Open martisch opened 4 years ago
Interesting, thanks for pointing this out.
To summarize, in package unicode we have:
var Categories = map[string]*RangeTable{
"C": C,
...
}
var C = _C
var _C = &RangeTable{...}
This currently gets optimized into:
var Categories = map[string]*RangeTable{
"C": C,
...
}
var C = &_C_storage // <--
var _C = &_C_storage
var _C_storage = RangeTable{...}
The essence of this issue report is that we should further optimize it to:
var Categories = map[string]*RangeTable{
"C": &_C_storage, // <--
...
}
var C = &_C_storage
var _C = &_C_storage
var _C_storage = RangeTable{...}
and then on with the static map initialization logic.
@mdempsky
yes there is another optimization here as you point out for getting rid of the write barriers by making the map values point to globals instead of copying pointers (we may have to rewrite the tables in unicode for that if we cant make the compiler reason about this) which I think warrants its on CL and rewrite of unicode.

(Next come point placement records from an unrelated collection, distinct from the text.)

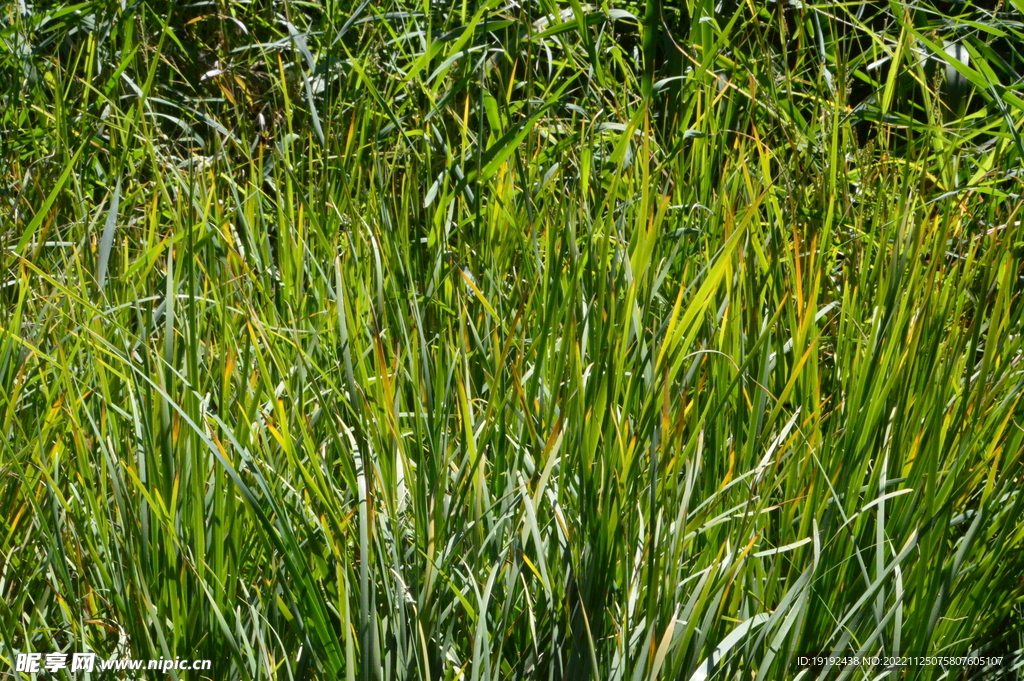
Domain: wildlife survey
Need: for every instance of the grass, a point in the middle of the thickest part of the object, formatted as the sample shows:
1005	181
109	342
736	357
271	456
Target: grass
414	340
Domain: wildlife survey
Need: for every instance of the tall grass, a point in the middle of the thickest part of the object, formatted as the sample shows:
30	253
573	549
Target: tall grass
486	340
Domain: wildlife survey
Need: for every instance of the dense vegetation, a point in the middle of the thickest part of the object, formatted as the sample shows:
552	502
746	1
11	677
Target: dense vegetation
512	340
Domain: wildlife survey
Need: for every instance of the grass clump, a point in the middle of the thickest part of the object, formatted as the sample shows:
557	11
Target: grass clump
512	340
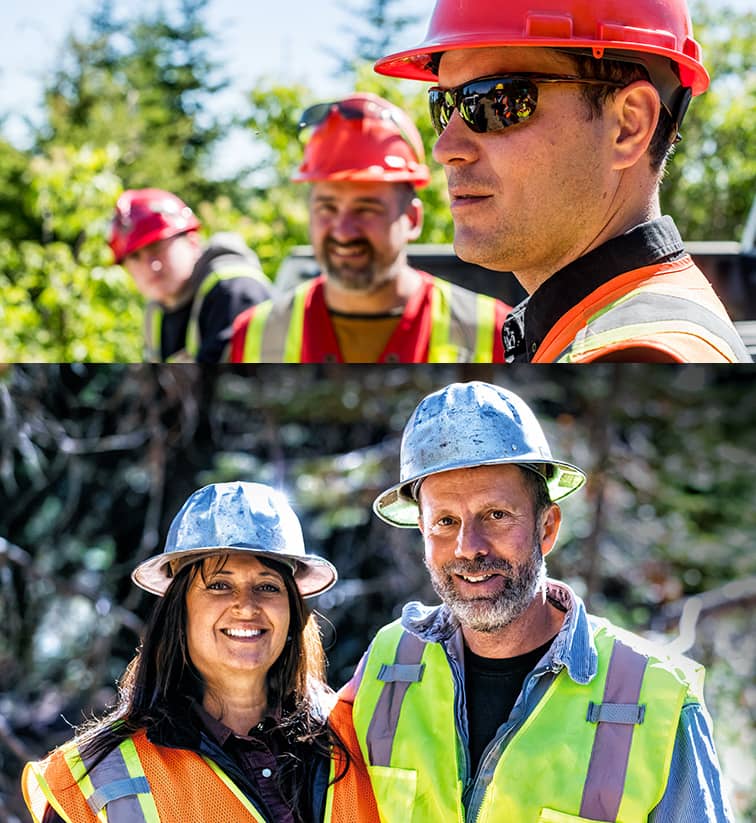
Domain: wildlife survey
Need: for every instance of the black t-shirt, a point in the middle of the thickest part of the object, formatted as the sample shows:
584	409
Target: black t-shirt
492	685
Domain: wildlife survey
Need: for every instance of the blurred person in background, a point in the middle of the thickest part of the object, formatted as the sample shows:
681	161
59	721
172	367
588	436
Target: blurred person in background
194	292
365	161
222	713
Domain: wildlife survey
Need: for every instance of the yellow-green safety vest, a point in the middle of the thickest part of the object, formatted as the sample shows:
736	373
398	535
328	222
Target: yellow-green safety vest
599	751
276	329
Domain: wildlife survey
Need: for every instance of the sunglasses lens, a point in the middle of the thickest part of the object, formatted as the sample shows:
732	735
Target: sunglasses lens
440	109
488	105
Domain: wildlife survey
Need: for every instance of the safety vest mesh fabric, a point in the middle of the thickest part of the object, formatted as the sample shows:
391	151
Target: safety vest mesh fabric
153	317
275	331
421	779
137	782
668	308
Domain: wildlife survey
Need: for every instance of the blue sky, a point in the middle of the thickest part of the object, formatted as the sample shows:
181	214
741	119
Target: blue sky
285	39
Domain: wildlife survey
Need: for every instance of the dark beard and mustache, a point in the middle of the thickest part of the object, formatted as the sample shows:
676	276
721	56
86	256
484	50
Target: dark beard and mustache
344	273
488	614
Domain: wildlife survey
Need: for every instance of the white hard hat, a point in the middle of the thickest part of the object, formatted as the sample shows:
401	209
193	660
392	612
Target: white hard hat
236	517
465	425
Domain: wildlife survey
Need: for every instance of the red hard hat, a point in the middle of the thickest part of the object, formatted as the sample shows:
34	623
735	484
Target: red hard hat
144	216
637	28
363	138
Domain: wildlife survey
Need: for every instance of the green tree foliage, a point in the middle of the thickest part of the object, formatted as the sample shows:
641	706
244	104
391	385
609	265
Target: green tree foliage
130	106
142	84
375	26
711	179
95	461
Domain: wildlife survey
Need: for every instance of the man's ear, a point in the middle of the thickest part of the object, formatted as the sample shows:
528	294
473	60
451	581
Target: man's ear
635	109
551	519
414	213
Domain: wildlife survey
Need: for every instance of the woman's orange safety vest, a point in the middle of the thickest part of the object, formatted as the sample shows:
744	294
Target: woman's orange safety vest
140	782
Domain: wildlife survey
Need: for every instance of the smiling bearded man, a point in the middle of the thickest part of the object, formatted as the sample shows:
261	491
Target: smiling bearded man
508	700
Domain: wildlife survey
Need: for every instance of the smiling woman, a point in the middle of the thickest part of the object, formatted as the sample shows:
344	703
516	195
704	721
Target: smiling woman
222	713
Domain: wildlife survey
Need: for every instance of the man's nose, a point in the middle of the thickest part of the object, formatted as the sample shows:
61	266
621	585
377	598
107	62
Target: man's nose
345	227
471	542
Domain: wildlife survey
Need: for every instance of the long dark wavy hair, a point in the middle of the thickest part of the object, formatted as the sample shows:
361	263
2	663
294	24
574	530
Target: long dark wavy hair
161	680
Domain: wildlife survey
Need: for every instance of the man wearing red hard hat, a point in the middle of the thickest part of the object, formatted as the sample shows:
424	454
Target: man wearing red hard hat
555	120
365	160
193	292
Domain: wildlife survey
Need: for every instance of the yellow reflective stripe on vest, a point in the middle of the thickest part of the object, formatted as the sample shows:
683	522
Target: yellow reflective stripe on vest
38	794
293	347
274	333
424	755
80	775
234	789
117	779
440	347
485	329
649	313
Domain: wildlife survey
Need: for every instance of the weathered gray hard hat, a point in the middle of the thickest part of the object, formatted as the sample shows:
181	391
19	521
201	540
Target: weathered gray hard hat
238	517
465	425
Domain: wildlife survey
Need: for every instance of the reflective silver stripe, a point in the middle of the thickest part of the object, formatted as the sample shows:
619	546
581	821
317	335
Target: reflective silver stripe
401	673
117	789
111	780
615	713
383	723
605	781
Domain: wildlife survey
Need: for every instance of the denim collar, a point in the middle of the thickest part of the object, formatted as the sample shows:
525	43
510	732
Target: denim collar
573	648
656	241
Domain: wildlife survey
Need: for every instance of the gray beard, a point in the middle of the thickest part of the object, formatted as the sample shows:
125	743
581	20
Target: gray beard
490	614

The generic map optimization in addition to the write barriers here is that I think we can do (and already do for some maps) is to always transform:
var Categories = map[type1]type2{
"static1": Var1,
"staric1": Var2,
...
}
to
var _GlobalMapKeys = [...]{static1, static2, ...}
var _GlobalMapValues =[...]{Var1, Var2, ...}
func init() {
GlobalMap = make(map[type1]type2, length)
for i := 0; i < len(_GlobalMapKeys); i++ {
GlobalMap[_GlobalMapKeys[i]] = _GlobalMapValues[i]
}
}
instead of
func init() {
GlobalMap = make(map[type1]type2, length)
GlobalMap["static1"] = Var1
GlobalMap["static2"] = Var2
...
}
Note that the current code even doesn't do the GlobalMap = make(map[type1]type2, length)
but gives no size hint which we should fix too.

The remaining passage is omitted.